After converting this into k-space one can find following:

$$\psi^\dagger H_1\psi=\begin{bmatrix}c_k^\dagger&c_{k+\pi}^\dagger \end{bmatrix} \begin{bmatrix}A&iB\\-iB&-A \end{bmatrix} \begin{bmatrix}c_k\\c_{k+\pi} \end{bmatrix}$$ with $A=-t\cos(k)$ and $B=-\delta t \sin(k)$

Second way:

Second way to write Hamiltonian for the same system is to consider solid sites (in above picture) as $a_n^\dagger$ and open sites as $b_n^\dagger$. Now Hamiltonian ($\tilde{H_2}$) is: $$\tilde{H_2} = \sum_{n=1}^L [(t+\delta t)a_n^\dagger b_n+(t-\delta t)b_n^\dagger a_{n+1}]+H.C.$$ in k-space it looks like following: $$\phi^\dagger H_2\phi=\begin{bmatrix}a_k^\dagger&b_{k}^\dagger \end{bmatrix} \begin{bmatrix}0&A-iB\\A+iB&0 \end{bmatrix} \begin{bmatrix}a_k\\b_{k} \end{bmatrix} \, .$$ with $A=-t\cos(k)$ and $B=-\delta t \sin(k)$.

I have not written all the steps to convert Hamiltonian into k-space becuase it will be very messing to write all equations here but I am 100% sure that I have done everything correct till here.

My main goal:

My main goal is to first write wavefunction for this system in $\psi^\dagger=\begin{bmatrix}c_k^\dagger &c_{k+\pi}^\dagger \end{bmatrix}$ basis i.e. (One can find eigen-vector easily but let's say it looks like following:) $$|WF_1\rangle = (X_1c_k^\dagger + X_2c_{k+\pi}^\dagger)|0\rangle$$

with $X_i$'s as some known terms.

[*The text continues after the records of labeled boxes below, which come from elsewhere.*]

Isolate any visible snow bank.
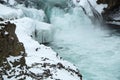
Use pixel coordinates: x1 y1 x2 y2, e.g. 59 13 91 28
14 18 54 43
12 18 80 80
0 4 81 80
0 4 45 21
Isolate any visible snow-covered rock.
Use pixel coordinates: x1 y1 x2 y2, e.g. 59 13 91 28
14 18 54 43
0 4 45 21
0 4 82 80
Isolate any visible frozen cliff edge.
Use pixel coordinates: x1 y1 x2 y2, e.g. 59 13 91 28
0 5 82 80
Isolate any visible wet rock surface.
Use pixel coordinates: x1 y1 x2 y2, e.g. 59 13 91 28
97 0 120 29
0 22 27 80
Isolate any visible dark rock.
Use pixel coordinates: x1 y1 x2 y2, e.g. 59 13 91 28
0 22 26 78
97 0 120 29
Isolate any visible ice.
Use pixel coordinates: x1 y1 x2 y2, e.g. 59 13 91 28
14 18 54 43
0 4 45 21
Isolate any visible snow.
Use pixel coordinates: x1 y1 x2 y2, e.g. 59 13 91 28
14 17 54 43
13 18 79 80
0 4 80 80
0 4 45 21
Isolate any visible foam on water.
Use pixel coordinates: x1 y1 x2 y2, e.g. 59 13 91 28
51 8 120 80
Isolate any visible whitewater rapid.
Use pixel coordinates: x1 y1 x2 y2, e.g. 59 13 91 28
50 7 120 80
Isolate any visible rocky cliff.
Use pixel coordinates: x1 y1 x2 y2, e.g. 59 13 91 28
97 0 120 29
0 22 26 80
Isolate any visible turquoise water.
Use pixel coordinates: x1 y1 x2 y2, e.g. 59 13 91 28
51 8 120 80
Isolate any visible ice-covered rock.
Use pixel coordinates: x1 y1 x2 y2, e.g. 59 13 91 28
14 18 54 43
0 4 82 80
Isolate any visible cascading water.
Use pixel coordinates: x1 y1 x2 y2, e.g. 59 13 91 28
50 3 120 80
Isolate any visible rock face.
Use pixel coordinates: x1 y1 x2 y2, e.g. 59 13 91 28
97 0 120 28
0 22 26 80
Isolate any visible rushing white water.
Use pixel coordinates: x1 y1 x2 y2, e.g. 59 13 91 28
51 8 120 80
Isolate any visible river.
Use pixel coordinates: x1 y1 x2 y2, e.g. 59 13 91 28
50 7 120 80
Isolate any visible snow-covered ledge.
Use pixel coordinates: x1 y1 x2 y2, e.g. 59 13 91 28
0 4 82 80
12 18 82 80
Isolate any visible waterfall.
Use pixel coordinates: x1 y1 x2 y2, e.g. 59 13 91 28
87 0 103 24
47 1 120 80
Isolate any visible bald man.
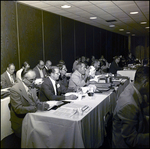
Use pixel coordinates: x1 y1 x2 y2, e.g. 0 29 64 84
33 60 45 78
44 60 52 77
1 63 16 89
10 69 49 138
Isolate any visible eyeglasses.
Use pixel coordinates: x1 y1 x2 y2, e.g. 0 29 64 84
26 78 35 83
55 72 60 75
62 68 67 71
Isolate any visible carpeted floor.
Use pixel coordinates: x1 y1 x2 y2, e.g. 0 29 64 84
1 134 112 148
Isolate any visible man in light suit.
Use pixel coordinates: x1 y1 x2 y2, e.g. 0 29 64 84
109 56 123 75
43 60 52 77
39 66 77 101
112 67 149 148
1 63 16 89
33 60 45 78
10 70 49 138
68 62 89 91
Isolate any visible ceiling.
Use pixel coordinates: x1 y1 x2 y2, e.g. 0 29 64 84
18 1 149 36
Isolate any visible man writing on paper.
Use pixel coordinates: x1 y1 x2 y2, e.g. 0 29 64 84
39 66 77 101
10 70 49 138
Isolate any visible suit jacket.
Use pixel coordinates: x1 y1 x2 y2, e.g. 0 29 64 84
1 71 16 89
33 66 45 78
10 81 44 137
69 70 85 91
109 61 122 74
112 83 149 148
39 77 65 101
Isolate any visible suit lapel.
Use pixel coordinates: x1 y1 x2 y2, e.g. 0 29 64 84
5 72 12 84
48 77 55 95
19 81 31 101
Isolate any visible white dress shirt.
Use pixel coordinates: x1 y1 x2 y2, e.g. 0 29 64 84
16 68 23 80
49 77 57 95
6 71 15 84
37 67 44 78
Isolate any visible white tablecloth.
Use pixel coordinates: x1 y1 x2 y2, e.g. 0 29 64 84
1 97 13 140
117 69 136 81
21 81 129 148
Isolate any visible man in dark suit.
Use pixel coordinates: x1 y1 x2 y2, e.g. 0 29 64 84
33 60 45 78
39 66 77 101
112 67 149 148
43 60 52 77
1 63 16 89
109 56 123 75
10 70 49 138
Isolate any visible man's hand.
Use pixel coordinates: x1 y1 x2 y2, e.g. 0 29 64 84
43 102 49 111
65 94 78 100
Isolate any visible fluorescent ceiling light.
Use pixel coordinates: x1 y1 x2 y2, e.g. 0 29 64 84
109 24 115 27
130 11 138 14
61 5 71 8
90 17 97 19
119 28 124 31
140 22 147 24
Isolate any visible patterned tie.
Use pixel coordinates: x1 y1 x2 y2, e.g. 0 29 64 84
55 83 58 95
10 75 14 84
27 87 32 99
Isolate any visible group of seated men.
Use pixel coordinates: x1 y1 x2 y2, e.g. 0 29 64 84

After that I want to convert this $WF_1$ into $\phi_k^\dagger=\begin{bmatrix}a_k^\dagger &b_{k}^\dagger \end{bmatrix}$ basis. i.e. I want to write it as: $$|WF_2\rangle = (Y_1a_k^\dagger + Y_2b_{k}^\dagger)|0\rangle$$ What will be $Y_i$'s?

In previous version of this question I didn't give this much details becuase I thought finding a unitary matrix to convert one basis into other is enough but after some kind comments I find that I needed to write all details.

I know I can find $WF_2$ directly from $H_2$ but for some reason I don't want to do that.

Sorry for confusing notations.

The question you are asking is actually not quite related to the physical system (Hamiltonian). Instead, you are only asking how to change a state from basis $\{ c \}$ to $\{ a, b \}$.

First, the 1st way you wrote down is actually slightly different from the 2nd way: if you imagine you have L unit cells (2L sites), then your "$n$" in the first way should range from 1 to $2L$. Thus, the range of your "$k$" is also different from the k in the second way.

Thus, your true question is: "for $a_{n}=c_{2n-1}, b_{n}=c_{2n}$, how is the Fourier mode related to each others?"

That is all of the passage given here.